BoE’s working group backs SONIA as alternative to scandal-plagued LIBOR
The working group’s recommendation will be subject to a broad market consultation scheduled for the middle of this year.
The Bank of England has earlier today announced that the Working Group on Sterling Risk-Free Reference, a group the Bank set up in 2015 to assist it in developing sterling RFRs, had picked the Sterling Overnight Index Average (SONIA) as its preferred near risk-free interest rate benchmark for use in sterling derivatives and relevant financial contracts.

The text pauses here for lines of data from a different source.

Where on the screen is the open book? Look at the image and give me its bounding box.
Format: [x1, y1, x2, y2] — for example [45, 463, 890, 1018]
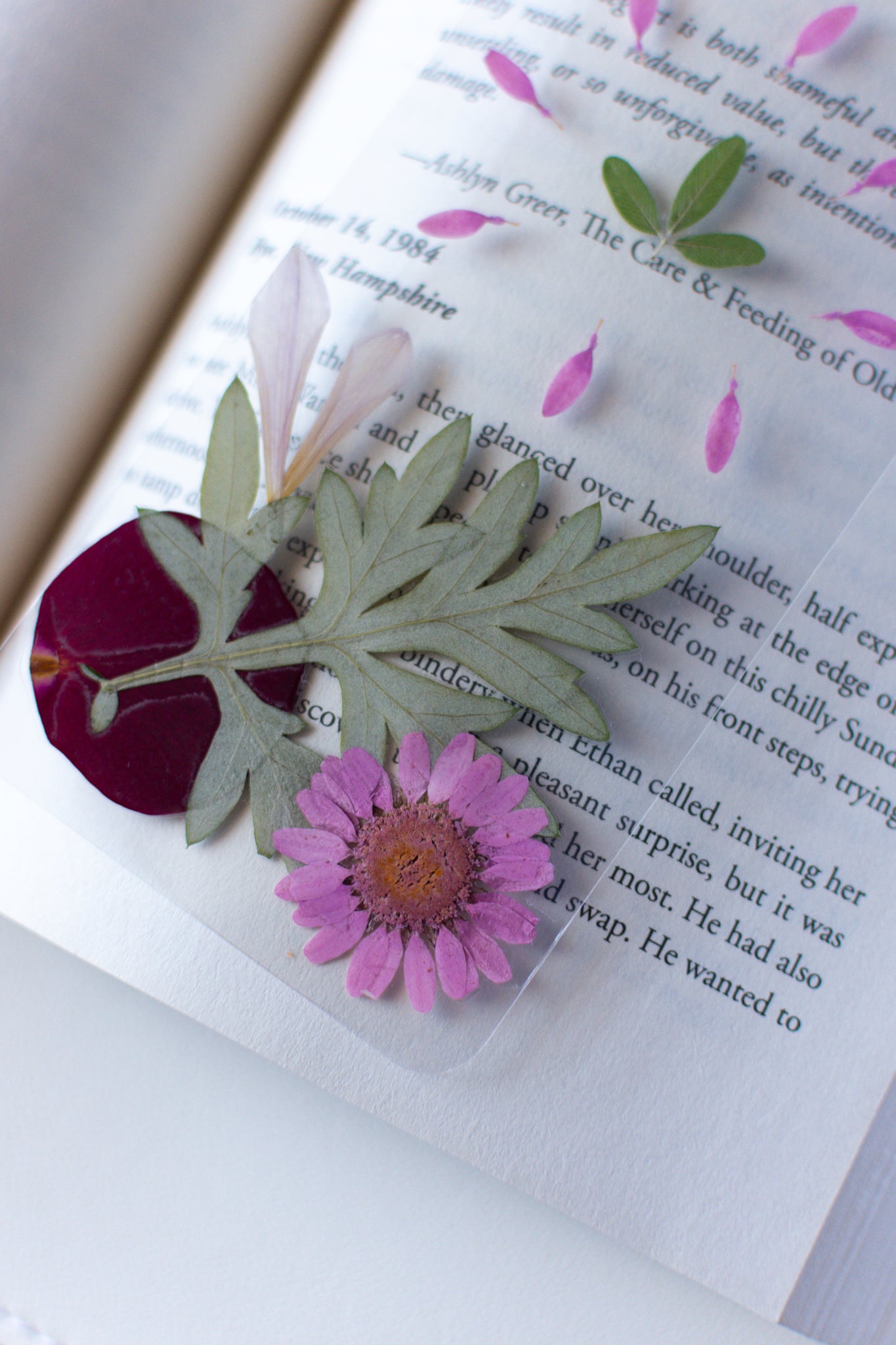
[0, 0, 896, 1345]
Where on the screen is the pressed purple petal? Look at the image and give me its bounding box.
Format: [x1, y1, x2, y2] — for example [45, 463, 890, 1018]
[345, 925, 403, 1000]
[293, 888, 357, 929]
[435, 925, 467, 1000]
[485, 51, 551, 117]
[705, 378, 740, 472]
[454, 920, 513, 984]
[284, 327, 412, 494]
[461, 775, 529, 827]
[398, 733, 430, 803]
[449, 753, 501, 818]
[480, 860, 553, 892]
[784, 4, 859, 70]
[427, 733, 475, 803]
[416, 209, 508, 238]
[542, 332, 598, 416]
[473, 808, 548, 850]
[249, 248, 329, 500]
[404, 933, 435, 1013]
[821, 308, 896, 349]
[274, 827, 349, 864]
[295, 780, 357, 845]
[466, 901, 539, 943]
[302, 910, 371, 965]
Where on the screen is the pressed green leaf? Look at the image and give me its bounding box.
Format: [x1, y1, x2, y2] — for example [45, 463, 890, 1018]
[674, 234, 765, 269]
[669, 136, 747, 234]
[603, 158, 660, 236]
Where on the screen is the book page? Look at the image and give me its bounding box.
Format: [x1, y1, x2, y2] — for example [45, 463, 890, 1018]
[4, 0, 896, 1315]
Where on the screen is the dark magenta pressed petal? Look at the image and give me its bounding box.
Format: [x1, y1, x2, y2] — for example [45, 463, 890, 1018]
[31, 514, 304, 814]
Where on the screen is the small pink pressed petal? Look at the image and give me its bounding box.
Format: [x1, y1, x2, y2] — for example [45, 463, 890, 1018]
[454, 920, 513, 986]
[435, 925, 466, 1000]
[249, 248, 329, 502]
[784, 4, 859, 70]
[416, 209, 508, 238]
[485, 51, 553, 120]
[542, 332, 598, 416]
[705, 378, 740, 472]
[473, 808, 548, 850]
[274, 827, 349, 864]
[821, 308, 896, 349]
[449, 753, 501, 818]
[398, 733, 430, 803]
[295, 780, 357, 845]
[345, 925, 403, 1000]
[427, 733, 475, 803]
[404, 933, 435, 1013]
[285, 327, 412, 493]
[463, 775, 529, 827]
[302, 910, 371, 965]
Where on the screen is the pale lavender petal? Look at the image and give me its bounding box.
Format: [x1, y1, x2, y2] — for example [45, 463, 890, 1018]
[345, 925, 403, 1000]
[435, 925, 467, 1000]
[404, 933, 435, 1013]
[454, 920, 513, 984]
[480, 860, 553, 892]
[473, 808, 548, 850]
[416, 209, 508, 238]
[705, 378, 740, 472]
[542, 332, 598, 416]
[427, 733, 475, 803]
[449, 752, 501, 818]
[786, 4, 859, 70]
[463, 775, 529, 827]
[466, 901, 539, 943]
[274, 827, 349, 864]
[821, 308, 896, 349]
[295, 780, 357, 845]
[285, 327, 412, 493]
[302, 910, 371, 965]
[249, 248, 329, 500]
[485, 51, 551, 117]
[398, 733, 430, 803]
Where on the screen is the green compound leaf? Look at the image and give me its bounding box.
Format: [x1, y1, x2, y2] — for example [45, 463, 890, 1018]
[91, 394, 716, 854]
[674, 234, 765, 269]
[669, 136, 747, 234]
[603, 158, 660, 238]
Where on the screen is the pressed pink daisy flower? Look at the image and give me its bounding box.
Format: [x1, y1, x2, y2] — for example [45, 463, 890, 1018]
[274, 733, 553, 1013]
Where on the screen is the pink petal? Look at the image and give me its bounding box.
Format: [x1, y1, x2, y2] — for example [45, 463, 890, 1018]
[542, 332, 598, 416]
[249, 248, 329, 500]
[705, 378, 740, 472]
[293, 888, 357, 929]
[459, 775, 529, 827]
[274, 827, 349, 864]
[786, 4, 859, 70]
[427, 733, 475, 803]
[398, 733, 430, 803]
[295, 780, 357, 845]
[485, 51, 551, 117]
[822, 308, 896, 349]
[466, 901, 539, 943]
[285, 327, 412, 493]
[302, 910, 371, 965]
[473, 808, 548, 850]
[449, 752, 501, 818]
[454, 920, 513, 984]
[345, 925, 403, 1000]
[629, 0, 660, 51]
[416, 209, 507, 238]
[404, 933, 435, 1013]
[435, 925, 467, 1000]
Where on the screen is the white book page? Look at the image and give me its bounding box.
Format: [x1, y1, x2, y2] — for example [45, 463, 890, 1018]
[4, 3, 896, 1315]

The working group is market-led, comprising major sterling swap dealers, with its vote interpreted by the Bank of England as expression of market support for SONIA. The Bank will now seek to promote SONIA’s use as an alternative to sterling LIBOR, which has been hit by a multitude of scandals over the past few years. In the UK, the Financial Conduct Authority is overseeing the reform of Libor (including sterling Libor), whereas the Bank of England is overseeing the development of sterling RFRs.
Chris Salmon, Bank of England Executive Director for Markets, said: “Work must now begin on planning for the widespread adoption of SONIA, in consultation with a broader set of market participants. This will lead to more effective interest rate hedging markets for end-users, while minimising opportunities for misconduct.”
“I am very grateful for the efforts of the Working Group in taking the first step on the path towards the adoption of a sterling risk-free rate as an alternative to Libor”, he added.
The announcement by the Bank of England follows media reports about its alleged involvement in LIBOR rigging. According to a recording obtained by BBC, the Bank and the UK government applied pressure on UK banks to push Libor rates lower. In the recording, senior Barclays manager Mark Dearlove tells Libor submitter Peter Johnson:
“The bottom line is you’re going to absolutely hate this… but we’ve had some very serious pressure from the UK government and the Bank of England about pushing our Libors lower.”
Following the publication of the recording, there have been calls to further investigate the Libor scandal. On April 16, 2017, John McDonnell MP, Labour’s Shadow Chancellor, wrote to the Chancellor, Philip Hammond MP, to urge the opening of a public inquiry into the scandal of Libor interest-rate rigging.
John McDonnell noted that the rigging of Libor had been known to regulators and Bank of England staff at least as far back as August 2005. He stressed that as small businesses and public bodies are dependent on loans and more complex financial products linked to the value of Libor, the manipulation of the interest rate could have cost the public billions.